Он полез к ней с явным намерением сорвать с ее лица очки. Но в это мгновение за спиной послышался глухой шорох, чья-то сильная рука обхватила его сзади за шею, а в затылок уперлось дуло пистолета.

– Сиди спокойно, – зашипел в ухо мужской голос, – не то мозгами стекло забрызгаешь.

Таксистка засмеялась, не спеша стянула с себя очки и, не отрывая взгляда от дороги, спросила:

– Узнал?

Это была ночная соседка по купе. На заднем сиденье расположился ее супруг – спортсмен. Они долго петляли по улицам, пока не вырвались из города на широкую автостраду. Минут через двадцать, сбросив скорость, женщина свернула на дорогу, уходящую вглубь леса. Из-за заснеженных кустов появилась табличка с надписью «Частная собственность, въезд запрещен», ниже тот же текст повторялся на английском языке. Проигнорировав предупреждение, поехали дальше. Показались железные ворота, перегораживающие дорогу. Таксистка притормозила, опустив боковое стекло, сказала что-то охранникам. Они быстро открыли ворота, пропуская машину. Еще минут десять ехали по заснеженному молчаливому лесу, пока не добрались до большого двухэтажного дома, стоящего среди огромных сосен и лип.

– Вылезай, приехали, – освобождая от захвата шею незадачливого пассажира, произнес спортсмен.

Хрустнув позвонками, Громов выбрался из машины.

– Где мы? – затравленно осматриваясь по сторонам, буркнул он.

– Узнаешь, – ответил спортсмен и несильно подтолкнул его пистолетом в спину.

Первой, цокая каблуками и откидывая назад тонкие плечи, шла таксистка, за ней Громов, за Громовым, спрятав пистолет, следовал спортсмен. Последней плелась душа.

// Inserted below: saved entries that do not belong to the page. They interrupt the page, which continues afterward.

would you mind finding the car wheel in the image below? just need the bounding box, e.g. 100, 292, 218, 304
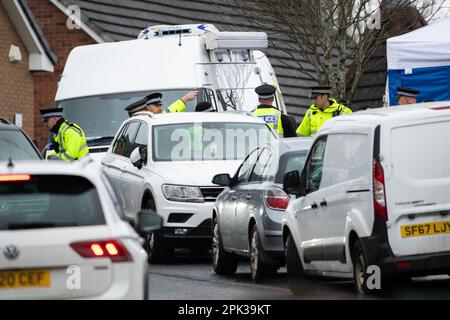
352, 239, 371, 295
212, 217, 238, 275
286, 233, 314, 296
145, 230, 174, 263
250, 225, 278, 282
142, 198, 173, 263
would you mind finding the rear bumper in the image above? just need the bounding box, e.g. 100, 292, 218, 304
360, 236, 450, 277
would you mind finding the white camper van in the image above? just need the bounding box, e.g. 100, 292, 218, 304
54, 24, 285, 160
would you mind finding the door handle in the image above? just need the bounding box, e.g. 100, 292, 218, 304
320, 200, 327, 207
311, 202, 318, 210
245, 194, 252, 200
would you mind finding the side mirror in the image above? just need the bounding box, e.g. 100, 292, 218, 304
130, 147, 143, 169
212, 173, 231, 187
283, 170, 305, 197
137, 211, 162, 233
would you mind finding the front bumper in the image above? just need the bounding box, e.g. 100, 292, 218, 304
160, 219, 212, 247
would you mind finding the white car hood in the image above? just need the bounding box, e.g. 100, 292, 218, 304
151, 160, 242, 186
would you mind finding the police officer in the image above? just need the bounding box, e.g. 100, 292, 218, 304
397, 86, 420, 105
40, 107, 89, 161
252, 84, 286, 137
296, 86, 352, 137
125, 91, 198, 116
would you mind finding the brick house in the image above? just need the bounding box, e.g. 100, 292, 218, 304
0, 0, 56, 139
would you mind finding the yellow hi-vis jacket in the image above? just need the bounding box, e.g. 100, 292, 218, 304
166, 99, 187, 113
54, 120, 89, 161
296, 99, 352, 137
252, 105, 284, 137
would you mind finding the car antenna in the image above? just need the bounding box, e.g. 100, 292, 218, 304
178, 34, 182, 47
7, 157, 14, 168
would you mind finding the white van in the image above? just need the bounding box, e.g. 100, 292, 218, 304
282, 103, 450, 294
54, 24, 285, 161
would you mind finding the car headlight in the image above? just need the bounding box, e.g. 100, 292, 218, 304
162, 184, 204, 203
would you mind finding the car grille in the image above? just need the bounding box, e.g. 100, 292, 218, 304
200, 187, 225, 202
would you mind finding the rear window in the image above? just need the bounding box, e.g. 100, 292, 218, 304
0, 129, 41, 161
0, 175, 105, 230
391, 121, 450, 180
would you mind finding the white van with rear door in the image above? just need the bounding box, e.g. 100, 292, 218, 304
282, 102, 450, 295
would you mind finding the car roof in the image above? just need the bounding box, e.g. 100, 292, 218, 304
128, 111, 267, 125
0, 158, 100, 179
279, 137, 313, 154
0, 123, 19, 130
320, 102, 450, 132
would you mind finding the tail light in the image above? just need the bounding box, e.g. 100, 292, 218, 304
0, 174, 31, 182
70, 240, 132, 262
373, 160, 388, 221
265, 188, 290, 211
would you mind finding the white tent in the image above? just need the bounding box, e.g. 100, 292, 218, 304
386, 17, 450, 105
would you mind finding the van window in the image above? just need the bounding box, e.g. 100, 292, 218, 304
58, 89, 208, 140
320, 134, 370, 188
305, 137, 327, 193
391, 121, 450, 179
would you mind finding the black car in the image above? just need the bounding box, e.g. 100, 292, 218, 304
0, 118, 42, 161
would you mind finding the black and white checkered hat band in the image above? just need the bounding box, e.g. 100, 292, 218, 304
42, 112, 63, 118
146, 97, 162, 105
259, 94, 274, 99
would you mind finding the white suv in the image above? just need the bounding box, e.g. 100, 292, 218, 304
101, 112, 275, 262
282, 103, 450, 295
0, 159, 155, 299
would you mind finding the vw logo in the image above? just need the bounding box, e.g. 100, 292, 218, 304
3, 245, 19, 260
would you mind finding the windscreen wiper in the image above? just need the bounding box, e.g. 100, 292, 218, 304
86, 136, 115, 146
7, 222, 78, 230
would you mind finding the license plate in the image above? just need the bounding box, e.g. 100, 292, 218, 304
0, 270, 50, 289
401, 220, 450, 238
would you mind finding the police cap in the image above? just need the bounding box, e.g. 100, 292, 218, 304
145, 92, 163, 106
195, 101, 214, 112
397, 86, 420, 98
40, 107, 63, 120
310, 86, 331, 98
255, 84, 276, 99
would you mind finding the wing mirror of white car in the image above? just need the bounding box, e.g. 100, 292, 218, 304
130, 147, 144, 169
137, 211, 163, 233
283, 170, 306, 198
212, 173, 231, 187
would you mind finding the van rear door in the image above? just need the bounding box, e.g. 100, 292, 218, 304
385, 117, 450, 256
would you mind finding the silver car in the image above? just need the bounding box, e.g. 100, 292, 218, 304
211, 137, 313, 281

Стояла тишина. О том, что в доме есть люди, свидетельствовал лишь сизый дымок, вьющийся над печной трубой. Поднялись на крыльцо. Входная дверь, как будто сама собой, открылась перед ними. В полумраке широкого вестибюля показалась фигурка худенького старичка.

– Мы привезли его, – сказала женщина.

– Вас ждут, заходите, – бодрым голосом промолвил старичок.

Судя по всему, он исполнял здесь роль секретаря-привратника.

Брюнетка сделала шаг в сторону, освобождая проход. Спортсмен опять толкнул Громова в спину. Не дожидаясь повторного приглашения, Громов вошел. Провожатые, прикрыв за ним дверь, остались снаружи. Старичок молча указал рукой вглубь вестибюля. Миновав его, Громов оказался в большом, богато убранном кабинете. Окна были плотно занавешены толстыми шторами, свет давал пылающий камин. В центре кабинета стоял письменный стол-тумба. Одну из стен занимала коллекция кинжалов и сабель, рядом в углу стояли рыцарские доспехи. Багровые отблески огня плясали на отполированном шлеме и нагрудном панцире. В просторном книжном шкафу со стеклянными дверцами виднелась обширная библиотека, состоящая из золоченых фолиантов вперемежку с ветхими, растрепанными свитками. Напротив камина стояло кресло. Оно было повернуто к огню, и его высокая спинка почти полностью скрывала сидящего в нем человека. Была заметна лишь рука, расслабленно свисающая с мягкого подлокотника.

– Проходите к столу, присаживайтесь, – раздался голос.

Какое-то внутреннее чувство подсказало вошедшему, что выяснять отношения не годится. Нужно слушать и ждать. Поэтому он покорно подошел к столу и сел в стоящее там второе кресло.

– Пусть ваш раб выйдет.

– Какой раб? – растерянно сглотнув слюну, произнес Громов, мгновенно понимая, к кому он попал.

– Я не привык повторять свои приказы дважды, – без всякой перемены интонации, все так же мягко и спокойно послышалось из кресла.